87927_max.jpg

This is one of those few times when tech and religion cross paths, for real. I will be cross-posting this editorial on my other site: "Beyond Religion". It belongs in both places. Truthfully, like the issue it addresses, it doesn't really belong in this time at all. It belongs in a time gone by, a time when cross-burnings, lynchings, and sundown signs were common. Who could have guessed those old civil rights signs would find employment some fifty years later? Not me. More fool, I

By now, everyone knows about the legalized discrimination law disguised as a freedom of religion bill in Arizona. It seems the world will have to wait until the end of the month to see if the Governor will veto the bill, or sign it into law. Adding to the drama, a number of companies have joined the fray in an attempt to pressure the governor to veto the bill. Apple is leading the charge from Silicon Valley. 
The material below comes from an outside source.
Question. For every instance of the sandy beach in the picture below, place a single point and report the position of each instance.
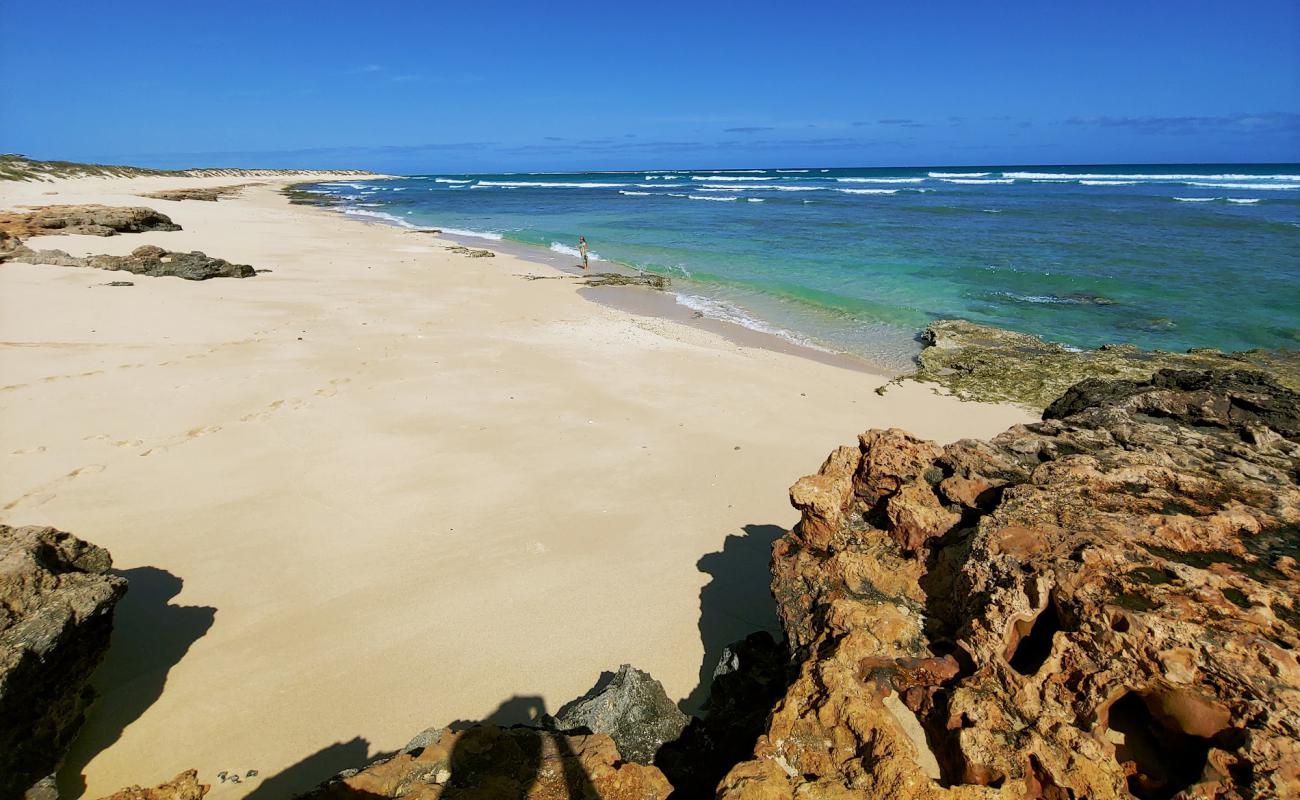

Tim Cook is one of the most high-profile gay men in the world. Arguably, he is the most powerful. He is not some Jonny-come-lately to the fight for civil rights. He is also not some outsider looking to make a media splash to boost his company's image. Apple is in the process of opening a major new plant in the state of Arizona. They also have six retail stores in the state. Apple creates jobs and revenue, as well as bleeding edge technology. What happens in Arizona matters to Apple

The NFL is also involved in the process as the next Super Bowl is scheduled to be played there. If the bill is not vetoed, the Arizona Super Bowl will be nixed. Tim Cook was not explicit about what he would do if the law goes through. But at the very least, I'm guessing that the sapphire glass plant gets scrapped. My understanding is that the governor is feeling the pressure, and will probably veto the bill. From where I sit, the damage is done. It is already too late. Here's why:

1. The legislation passed in the legislative branch. Those politicians were voted into office by the people of the state. By a narrow margin, enough of those politicians felt confident that they were representing the will of the people to vote this thing into law. Even if the governor signs the veto, she still let it get this far. She should have been leading the charge against this thing from the very beginning. She should have been threatening veto from day one. We shouldn't be sitting around waiting for her to make her decision. The fact that she has a decision to make means that she gives some credence to the position. No matter what she does at this point, we already know who she is. She is someone who has to think about whether or not religion-motivated discrimination is a good idea.

That is also the truth for Arizona lawmakers and citizens. Enough of them lean in that direction to make the state a no-fly zone. At this point, any veto is just based on damage control and not conscience. The Arizona well is already poisoned. We know who they are! If Apple opened the plant there, who would Apple hire as low-level and middle managers? If the workforce comes from the cesspool of people who pushed for this bill, the plant will be polluted before it belches out a single puff of greenhouse gasses. 

No! Arizona should not be forgiven. This should not pass without consequences even though a veto is likely. Businesses who care about human rights and discrimination should pull up stakes and abandon Arizona: remanding it to the desert from which it arose.  Decent folks out to leave. Arizona has sewed the wind, and it must reap the whirlwind. 

But who am I kidding? If businesses cared about human rights, no one would be doing business in China. I was against Apple pushing further into China. Manufacturing there is bad enough. I was against it when Google entered China. The companies see China as a large pile of money to be exploited. The reality is that we consumers cannot avoid China if we wanted to. However, we can surely avoid Arizona. Today, Arizona, you are worse than China. Shame on you! .The decent people in Arizona have a lot of housecleaning to do.